National Audit office report claims body has failed to get value for money on projects including London HQ
The BBC has been criticised in a report by the National Audit Office today, for failing to get value for money on three major projects around the country.
The projects, which have cost a total of £2bn, include the redevelopment of the BBC's London headquarters, Broadcasting House.
The report, released today, said the refurbishment of Broadcasting House was over four years behind schedule and £55 million over budget. The project was planned to cost £991 million and be finished by December 2008. It is now expected to cost £1.05 billion and be completed by April 2013.
The audit office accused the corporation of poor management on the scheme and said that the first phase of the project “got into serious difficulties before the BBC took action.”
The report added: “The full scope of the project was not defined clearly at the outset, and weak governance and poor change control processes contributed to severe delays and increased costs.”
Problems with two other projects were highlighted in the report - the BBC's Scottish headquarters in Glasgow and its new base in Salford.
Pacific Quay in Scotland was to have cost £126 million and be completed by June 2006. But the building was delayed by a year and cost £188 million.

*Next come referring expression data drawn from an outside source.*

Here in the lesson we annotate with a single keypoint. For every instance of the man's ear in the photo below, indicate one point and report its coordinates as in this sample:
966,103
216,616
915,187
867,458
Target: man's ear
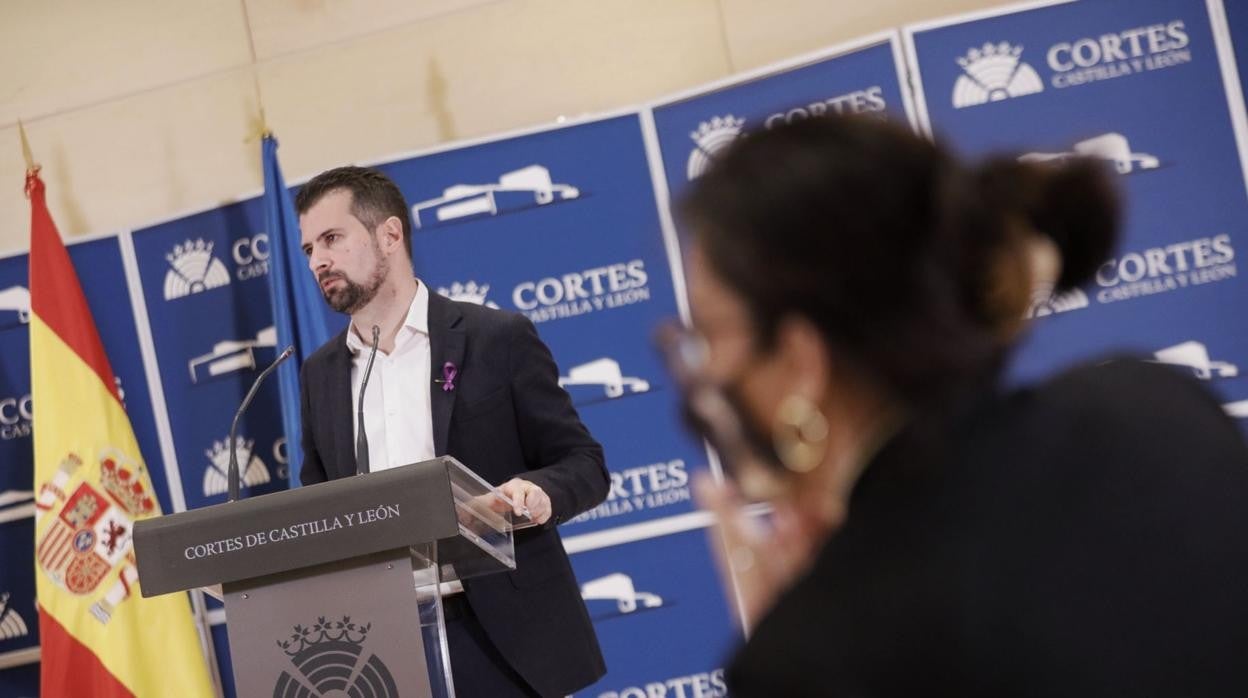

The report said: “The BBC is not well placed to demonstrate value for money from the £2 billion it has committed to spending on the three projects over their life. The absence of clear assessments of intended benefits at the outset means there is no baseline against which to measure achievements.
“For future major projects, the BBC needs to make sure that investment decisions are based on a full assessment of the scope and cost of the project; there are clear baselines so that performance can be measured and project teams held to account; and proposals submitted by management are reliable and subject to effective challenge by the BBC Trust.”
A BBC spokesperson said: "The three projects reviewed - Pacific Key, MediaCity and Broadcasting House - are complex projects that have been designed to not only accommodate programme makers and technical facilities like studios, but to be enduring landmark buildings that the public use. Pacific Quay is already enabling the BBC to deliver better value for money, and we are confident that will be achieved for the projects in Salford and London. All three projects are now on track and once completed the total cost of property management at the BBC will fall by £50m per year."
The BBC is expected to carry out checks on all projects in the wake of the report.